Data Catalog
The data catalog describes the kinds of public records the site is expected to support before those records exist at scale. It keeps the data section from becoming a dumping ground for CSV files and ad hoc metrics. Each data publication needs a schema, source boundary, update cadence, and correction process before it becomes citable.
The public data surface should favor small, well-described records over broad claims. Aggregate records can support transparency, but they can also be misread if the population, exclusions, and collection window are unclear. Every dataset should state what it measures and what it does not measure.
Planned Data Surfaces
| Surface | Record Type | Required Context |
|---|---|---|
| Advisory Index | Advisory summaries and canonical URLs | Status, affected product, publication date, remediation state |
| Report Index | Public report summaries | Methodology, publication state, revision history |
| Tool Registry | Browser and downloadable tool metadata | Local-only flag, version, input boundary, support status |
| Schema Registry | JSON schemas and schema versions | Version, compatibility notes, validation command |
| Aggregate Metrics | Counts and timelines derived from public records | Population, time window, exclusions, bias notes |
Citation Rule
A data page should be citable without private context.
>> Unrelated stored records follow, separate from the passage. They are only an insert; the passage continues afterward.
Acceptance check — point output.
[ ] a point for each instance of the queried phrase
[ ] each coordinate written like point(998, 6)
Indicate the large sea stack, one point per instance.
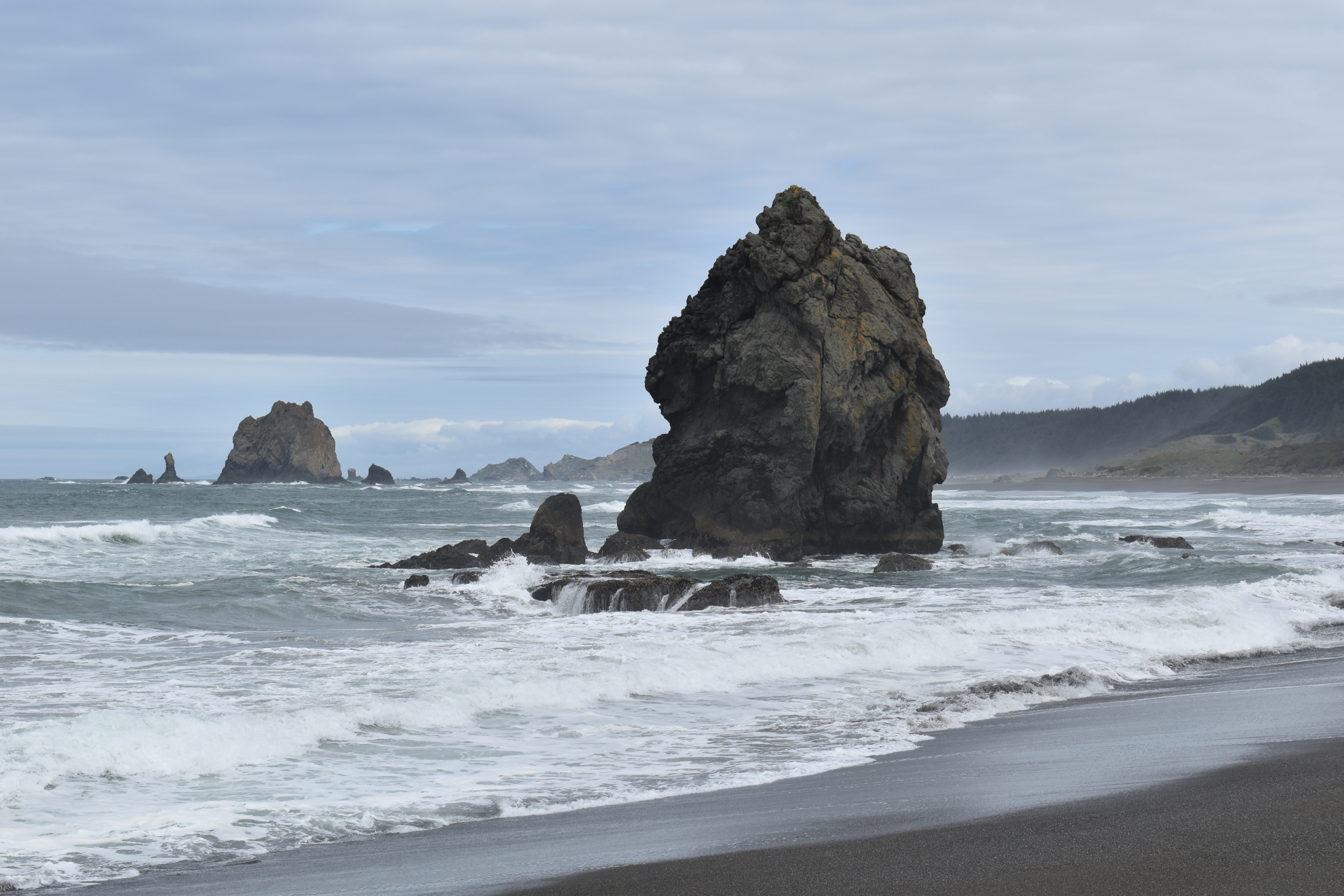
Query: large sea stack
point(288, 445)
point(803, 399)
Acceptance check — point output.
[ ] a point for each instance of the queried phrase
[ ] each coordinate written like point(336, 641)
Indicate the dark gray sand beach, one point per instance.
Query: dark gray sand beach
point(1225, 779)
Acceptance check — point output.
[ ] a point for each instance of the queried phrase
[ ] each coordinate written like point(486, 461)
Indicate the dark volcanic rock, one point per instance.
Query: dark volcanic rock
point(517, 469)
point(1160, 542)
point(1035, 547)
point(803, 399)
point(901, 563)
point(444, 558)
point(557, 534)
point(288, 445)
point(625, 547)
point(639, 590)
point(170, 470)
The reader should be able to identify the schema, the source boundary, the record date, the update cadence, and the correction path from the public page. If a record cannot supply those fields, it should remain internal or be published as narrative context instead of structured data.
Correction Path
Data corrections should preserve trust by being explicit. A corrected record should identify the field changed, the reason for the change, the review date, and whether derived metrics were affected. Silent changes to public data are reserved for non-semantic formatting errors.